Thelonious Monster - My Boy [purchase]
"One day you and me, boy, we're gonna have it out, yeah,
And I know you'll probably hate me,
But that's life, boy."
We return to the Book of Bob for this week's contribution. Bob Forrest was/is the frontman for Thelonious Monster and he remains the patron saint of The Adios Lounge. "My Boy" is a U-turn in the band's catalog, a mournful piano ballad out of step from their shambolic rock 'n' roll wheelhouse. Bob wrote the song for his then-toddler son, Elijah, and is atypical for most baby songs in that it's written as a letter of apology. He knows that the kid was born into a broken, unstable family, soon to be wrecked by divorce, and that the toll on the boy will be immeasurable. He also knows that the boy will someday grow into a young man, at which time father and son will have it out. He knows this because, more than likely he went through it himself:
"Mom and dad, we're trying it for the first time and we're stable,
Pose for my boy,
Ain't it funny how history repeats itself,
She said that she never knew love could be so painful."

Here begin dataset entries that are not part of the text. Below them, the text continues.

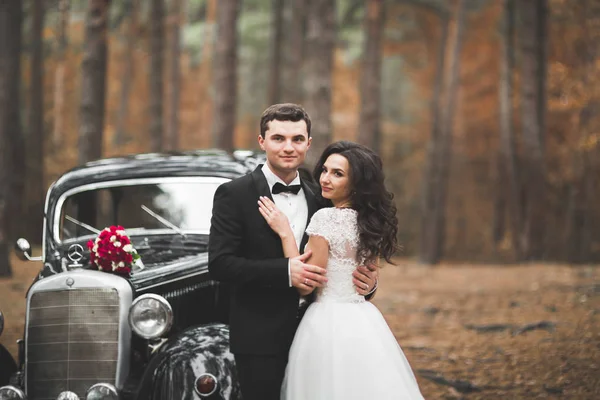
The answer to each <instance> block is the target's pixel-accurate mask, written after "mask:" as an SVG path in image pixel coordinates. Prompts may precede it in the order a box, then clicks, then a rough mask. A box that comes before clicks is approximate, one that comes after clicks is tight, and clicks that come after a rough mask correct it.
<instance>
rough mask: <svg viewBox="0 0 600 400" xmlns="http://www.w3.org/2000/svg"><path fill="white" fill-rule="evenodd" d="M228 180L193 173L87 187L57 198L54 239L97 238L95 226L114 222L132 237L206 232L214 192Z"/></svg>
mask: <svg viewBox="0 0 600 400" xmlns="http://www.w3.org/2000/svg"><path fill="white" fill-rule="evenodd" d="M226 181H228V179H225V178H214V177H190V178H156V179H136V180H123V181H112V182H101V183H94V184H89V185H84V186H81V187H79V188H77V189H74V190H71V191H69V192H67V193H65V194H64V195H63V196H62V197H61V198H60V199H59V201H58V203H57V208H60V212H57V213H56V214H55V215H56V218H55V221H54V228H55V230H54V237H55V239H56V240H58V241H70V240H73V239H78V238H81V237H83V236H90V235H92V236H95V235H96V234H95V233H94V232H93V231H92V230H94V229H96V230H102V229H104V228H105V227H107V226H110V225H121V226H123V227H124V228H125V230H126V231H127V233H128V234H134V235H135V234H148V233H157V234H160V233H174V234H177V232H180V233H181V232H184V233H200V234H207V233H208V231H209V228H210V219H211V216H212V201H213V196H214V194H215V191H216V189H217V187H218V186H219V185H220V184H221V183H223V182H226ZM144 208H145V209H146V210H144ZM57 211H58V210H57ZM152 214H154V216H153V215H152ZM161 219H162V220H163V222H161V221H160V220H161ZM86 226H87V227H86ZM170 226H174V227H175V228H172V227H170Z"/></svg>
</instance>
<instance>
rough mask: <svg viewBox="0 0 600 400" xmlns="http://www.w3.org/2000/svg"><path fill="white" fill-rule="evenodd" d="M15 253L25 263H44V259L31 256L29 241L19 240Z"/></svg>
mask: <svg viewBox="0 0 600 400" xmlns="http://www.w3.org/2000/svg"><path fill="white" fill-rule="evenodd" d="M15 251H16V253H17V257H19V259H21V260H23V261H42V257H32V256H31V245H30V244H29V242H28V241H27V239H23V238H19V239H17V243H15Z"/></svg>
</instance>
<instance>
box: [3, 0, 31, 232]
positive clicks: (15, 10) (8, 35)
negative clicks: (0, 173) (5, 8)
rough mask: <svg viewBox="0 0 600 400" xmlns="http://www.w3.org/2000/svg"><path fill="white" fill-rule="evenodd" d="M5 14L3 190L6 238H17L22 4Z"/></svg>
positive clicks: (20, 109)
mask: <svg viewBox="0 0 600 400" xmlns="http://www.w3.org/2000/svg"><path fill="white" fill-rule="evenodd" d="M5 3H8V4H7V5H6V7H7V12H8V19H7V21H6V25H5V27H6V28H5V29H6V31H5V32H6V36H5V37H4V40H6V46H7V54H8V58H9V59H8V60H6V63H7V64H6V69H5V73H6V79H7V87H6V90H7V93H8V103H7V104H6V108H7V109H6V112H7V120H6V122H5V123H6V124H7V125H6V129H7V136H6V142H5V144H6V146H7V148H8V151H9V154H8V157H9V160H10V161H9V162H10V168H9V169H8V171H10V173H9V175H8V186H4V187H3V189H2V190H7V189H6V188H8V193H10V196H9V197H8V199H7V200H8V201H7V212H8V216H7V221H8V229H9V231H8V232H9V239H10V240H12V239H16V238H17V237H18V236H22V235H23V233H24V227H23V224H22V220H23V218H22V217H23V212H24V211H25V207H24V202H23V198H24V196H25V182H26V181H27V180H26V171H27V169H26V168H27V165H26V158H25V157H26V154H25V138H24V135H23V130H22V127H21V82H22V80H21V46H22V36H23V33H22V29H23V4H22V2H21V1H5Z"/></svg>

In just a few lines, Forrest subtly describes the legacy of familial dishonesty and dysfunction. Parents lie to their children because parents have always lied to their children. Sure, it doesn't capture a Capra-esque family moment, but it is undeniably and powerfully real. However, in being so honest, I think Bob was granting his son one of the greatest gifts a kid can get from his parents ... the truth.
HAPPILY EVER AFTER
I would be remiss if I didn't mention that Elijah turned out just fine, didn't become a drug-addicted fool, and in fact, plays music like (and occasionally with) his old man. The picture above shows father and son before a gig, Bob in the center (hands clasped as if in prayer) and his boy to his left, our right. Elijah plays in a duo called Terrors, whose self-styled shoegazing blues is not unlike Will Oldham in one of his many grizzled guises. Check it out, yo.